Devant la vogue de plus en plus grandissante de son établissement, Monsieur Johnson avait ajouter une aile nouvelle. Salons et salles diverses de réceptions occupaient tout le rez de chaussée. Les étages supérieurs ne contenaient pas moins de 140 chambres pourvues des dernières commodités avec eau courante partout chaude et froide.

Communiquant avec la grande salle de réception une pièce attenait toute imprégnée d’une atmosphère de terroir, plafond bas aux poutres de pin équarries à la grand’hache ; immenses foyers de pierre ; catalognes aux couleurs vives étendues sur le plancher ; meubles rustiques. Le maître avait gardé le souci de la couleur locale. Dans le but de fournir à ses hôtes habituels un spectacle dont ils n’étaient pas coutumiers, il avait mobilisé les violoneux des alentours et convié pour le grand bal du soir toute la population de Jeanville et de Saint-Chose. Séraphin Johnson voulait faire de cette inauguration officielle une date dans les annales mondaines et sportives.

* * *

Vers quatre heures de l’après-midi, un touring, une puissante Lasalle, stoppa devant la demeure des Picard. Deux personnes en descendirent, un jeune homme et une jeune fille.

Fabien qui les attendait se porta au devant des visiteurs, les deux mains tendues. En face de la jeune fille, la timidité l’arrêta brusquement et fit rougir son front sous l’impulsion du sang.

— Mon ami Fabien Picard… ma sœur Lucille, présenta le jeune homme.

— Mon frère m’a si souvent parlé de vous que je suis heureuse de vous connaître.

— Eh ! moi ! Donc !

Spontanés, les mots avaient jailli des lèvres.

— Vous nous restez à souper, offrit-il ?

— Impossible, nous avons rendez-vous au Manoir avec des amis. Nous venons te cueillir au passage.

— Un instant, je suis à vous… Papa, c’est mon ami Mercier avec sa sœur. Le cultivateur essuya la paume de sa main sur le revers de son habit et la tendit toute grande.

— Comme cela, vous étiez dans la même classe que Fabien ?

— Oui… Mais il me battait aux examens… c’est joli chez vous.

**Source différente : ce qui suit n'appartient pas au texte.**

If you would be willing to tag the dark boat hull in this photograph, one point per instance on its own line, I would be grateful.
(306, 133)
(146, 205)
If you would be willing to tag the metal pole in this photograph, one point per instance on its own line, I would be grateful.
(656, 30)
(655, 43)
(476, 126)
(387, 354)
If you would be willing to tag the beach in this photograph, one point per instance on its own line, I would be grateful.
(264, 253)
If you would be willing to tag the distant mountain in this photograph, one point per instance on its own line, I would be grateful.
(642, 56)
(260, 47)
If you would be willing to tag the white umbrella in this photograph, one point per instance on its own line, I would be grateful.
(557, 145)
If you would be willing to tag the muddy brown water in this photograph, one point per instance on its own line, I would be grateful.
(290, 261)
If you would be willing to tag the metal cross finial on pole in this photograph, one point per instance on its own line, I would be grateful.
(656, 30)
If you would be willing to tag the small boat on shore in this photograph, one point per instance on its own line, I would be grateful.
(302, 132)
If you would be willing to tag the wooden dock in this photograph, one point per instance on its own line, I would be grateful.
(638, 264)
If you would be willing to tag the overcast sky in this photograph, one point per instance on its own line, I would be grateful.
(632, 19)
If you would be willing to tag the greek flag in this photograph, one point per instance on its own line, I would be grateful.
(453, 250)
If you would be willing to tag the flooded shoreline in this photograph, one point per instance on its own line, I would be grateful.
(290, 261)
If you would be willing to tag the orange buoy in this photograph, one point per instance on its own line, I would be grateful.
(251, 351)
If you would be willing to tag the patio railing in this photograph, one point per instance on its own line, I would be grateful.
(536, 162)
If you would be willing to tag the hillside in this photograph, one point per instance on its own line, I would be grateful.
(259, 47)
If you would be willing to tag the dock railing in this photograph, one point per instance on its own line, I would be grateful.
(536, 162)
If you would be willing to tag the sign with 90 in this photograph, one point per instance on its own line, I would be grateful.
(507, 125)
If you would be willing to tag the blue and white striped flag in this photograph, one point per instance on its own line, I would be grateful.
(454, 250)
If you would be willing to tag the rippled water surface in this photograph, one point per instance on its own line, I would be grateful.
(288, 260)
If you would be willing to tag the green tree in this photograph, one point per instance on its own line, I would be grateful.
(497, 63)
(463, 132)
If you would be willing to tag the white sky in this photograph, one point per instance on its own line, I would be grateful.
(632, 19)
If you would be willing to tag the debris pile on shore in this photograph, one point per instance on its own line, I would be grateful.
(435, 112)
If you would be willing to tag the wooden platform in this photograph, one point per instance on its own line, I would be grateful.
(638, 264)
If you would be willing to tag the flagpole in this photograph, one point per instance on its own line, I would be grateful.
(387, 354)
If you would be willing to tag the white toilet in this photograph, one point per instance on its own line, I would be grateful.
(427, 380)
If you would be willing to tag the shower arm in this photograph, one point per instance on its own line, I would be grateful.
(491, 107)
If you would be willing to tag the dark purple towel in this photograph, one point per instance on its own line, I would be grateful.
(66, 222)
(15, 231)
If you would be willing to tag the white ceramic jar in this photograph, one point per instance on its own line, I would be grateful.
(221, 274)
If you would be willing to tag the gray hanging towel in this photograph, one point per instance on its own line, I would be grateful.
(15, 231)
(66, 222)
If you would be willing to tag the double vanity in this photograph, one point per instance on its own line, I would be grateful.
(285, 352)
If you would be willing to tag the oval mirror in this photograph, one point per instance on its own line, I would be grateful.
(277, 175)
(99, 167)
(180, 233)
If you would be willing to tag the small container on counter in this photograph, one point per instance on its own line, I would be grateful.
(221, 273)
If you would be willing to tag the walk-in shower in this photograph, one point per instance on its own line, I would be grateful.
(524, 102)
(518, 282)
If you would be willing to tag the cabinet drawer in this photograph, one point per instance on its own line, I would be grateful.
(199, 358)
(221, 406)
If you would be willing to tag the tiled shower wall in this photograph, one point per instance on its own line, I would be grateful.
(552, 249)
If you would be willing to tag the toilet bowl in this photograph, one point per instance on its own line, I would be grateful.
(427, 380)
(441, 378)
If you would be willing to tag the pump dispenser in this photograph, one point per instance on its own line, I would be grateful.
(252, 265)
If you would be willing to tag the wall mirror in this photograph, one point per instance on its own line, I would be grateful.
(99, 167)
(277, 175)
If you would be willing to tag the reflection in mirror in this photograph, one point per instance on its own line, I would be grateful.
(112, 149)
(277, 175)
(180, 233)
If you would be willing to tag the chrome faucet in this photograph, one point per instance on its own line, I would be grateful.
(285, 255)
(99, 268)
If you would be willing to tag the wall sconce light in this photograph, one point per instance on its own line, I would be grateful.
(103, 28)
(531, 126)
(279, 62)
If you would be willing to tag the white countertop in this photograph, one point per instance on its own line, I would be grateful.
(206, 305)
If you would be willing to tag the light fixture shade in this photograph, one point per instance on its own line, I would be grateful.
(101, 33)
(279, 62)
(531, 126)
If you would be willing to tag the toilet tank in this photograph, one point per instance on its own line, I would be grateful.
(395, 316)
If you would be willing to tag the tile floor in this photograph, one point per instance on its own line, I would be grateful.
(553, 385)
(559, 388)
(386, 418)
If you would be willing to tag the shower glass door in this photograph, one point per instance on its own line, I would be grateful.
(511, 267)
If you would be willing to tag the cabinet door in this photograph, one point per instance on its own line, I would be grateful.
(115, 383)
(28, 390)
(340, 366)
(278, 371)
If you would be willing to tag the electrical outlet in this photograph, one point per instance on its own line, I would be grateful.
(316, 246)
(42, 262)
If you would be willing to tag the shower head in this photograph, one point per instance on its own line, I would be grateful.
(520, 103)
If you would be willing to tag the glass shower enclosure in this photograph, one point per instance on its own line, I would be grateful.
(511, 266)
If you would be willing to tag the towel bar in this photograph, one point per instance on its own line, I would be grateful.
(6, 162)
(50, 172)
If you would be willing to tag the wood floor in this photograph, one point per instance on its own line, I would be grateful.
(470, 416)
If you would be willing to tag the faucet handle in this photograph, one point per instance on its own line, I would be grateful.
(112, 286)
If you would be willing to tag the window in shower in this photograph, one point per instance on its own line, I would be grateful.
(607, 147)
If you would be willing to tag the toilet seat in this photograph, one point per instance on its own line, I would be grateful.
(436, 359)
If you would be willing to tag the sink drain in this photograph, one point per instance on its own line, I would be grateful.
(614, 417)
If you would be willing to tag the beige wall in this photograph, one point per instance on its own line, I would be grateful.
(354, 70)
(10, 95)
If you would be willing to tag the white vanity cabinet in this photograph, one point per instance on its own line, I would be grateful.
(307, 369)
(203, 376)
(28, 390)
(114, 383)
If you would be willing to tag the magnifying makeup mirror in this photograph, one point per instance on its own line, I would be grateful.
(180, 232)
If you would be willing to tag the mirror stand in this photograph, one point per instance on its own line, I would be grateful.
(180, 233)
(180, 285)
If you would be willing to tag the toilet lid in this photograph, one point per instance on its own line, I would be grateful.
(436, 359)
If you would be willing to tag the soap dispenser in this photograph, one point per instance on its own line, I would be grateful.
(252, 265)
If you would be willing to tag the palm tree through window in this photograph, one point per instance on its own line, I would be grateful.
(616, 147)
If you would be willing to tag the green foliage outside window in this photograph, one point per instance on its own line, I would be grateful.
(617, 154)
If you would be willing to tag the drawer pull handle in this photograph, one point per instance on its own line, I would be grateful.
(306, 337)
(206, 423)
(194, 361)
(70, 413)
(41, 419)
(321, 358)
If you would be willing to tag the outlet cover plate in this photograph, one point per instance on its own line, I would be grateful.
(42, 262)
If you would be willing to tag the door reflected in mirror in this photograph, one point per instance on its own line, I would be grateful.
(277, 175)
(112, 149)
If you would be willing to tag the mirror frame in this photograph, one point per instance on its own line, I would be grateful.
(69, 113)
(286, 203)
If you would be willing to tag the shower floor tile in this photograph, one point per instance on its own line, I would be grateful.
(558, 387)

Flatté d’entendre louanger sa place, le bonhomme se rengorgea.

— Vous avez raison, monsieur. C’est de la bonne terre… pis de la bonne terre et si mon garçon veut…

— A-t-il l’intention de s’y établir ?

— C’est bien ce que je voudrais. Voyez-vous, monsieur, un habitant qui est instruit, aujourd’hui, c’est un vrai seigneur… La voix de Fabien l’interrompit dans la conférence commencée et qu’il débitait à tout venant.

— Je suis prêt… Papa, tu vas nous excuser, Jules ne peut pas faire attendre ses amis.

Intérieurement, il n’était pas fâché du refus d’acquiescer à son invitation. Cette grande jeune fille élégante et fière l’intimidait, et à cause d’une sorte de vanité mal placée, il aurait eu honte de la recevoir chez lui, dans ce milieu fruste de paysans.

* * *

Lorsque Cendrillon, clandestinement, gagna le bal où la révélation du Prince Charmant s’offrit à son cœur, elle était bien émue. Mais Suzanne Germain à la veille de se rendre au Manoir était encore plus émue qu’elle. Dès midi, à tout instant, tant sa hâte était grande, elle regardait l’horloge et s’étonnait de la marche trop lente des aiguilles.

Les heures qui la séparaient de l’événement lui semblaient un rideau posé devant l’Inconnu et qu’il lui tardait de voir lever.

Sa toilette terminée, à peine écouta-t-elle les recommandations maternelles, toute entière au plaisir que déjà elle savourait. Ses rêves, ces derniers jours, s’étaient précisés. Souventes fois dans son imagination, la silhouette s’était dressée de son voisin, et déjà, elle commençait à chérir cette image.

Ce soir, il sera là, Luc.

Que faut-il de plus pour faire battre follement un cœur de dix-huit ans ?

— Ils vont avoir beaucoup de plaisir ce soir, dit Marie Bourdon, à sa mère.

— Où ça ?

— Au Lac. Beaucoup de monde, de la belle musique, de la belle danse…

— Tu aimerais y aller… Console-toi, ma petite. C’est bien moins drôle que tu ne l’imagines. Ces fêtes-là, de loin, paraissent amusantes, puis quand on y assiste, la plupart du temps on s’ennuie.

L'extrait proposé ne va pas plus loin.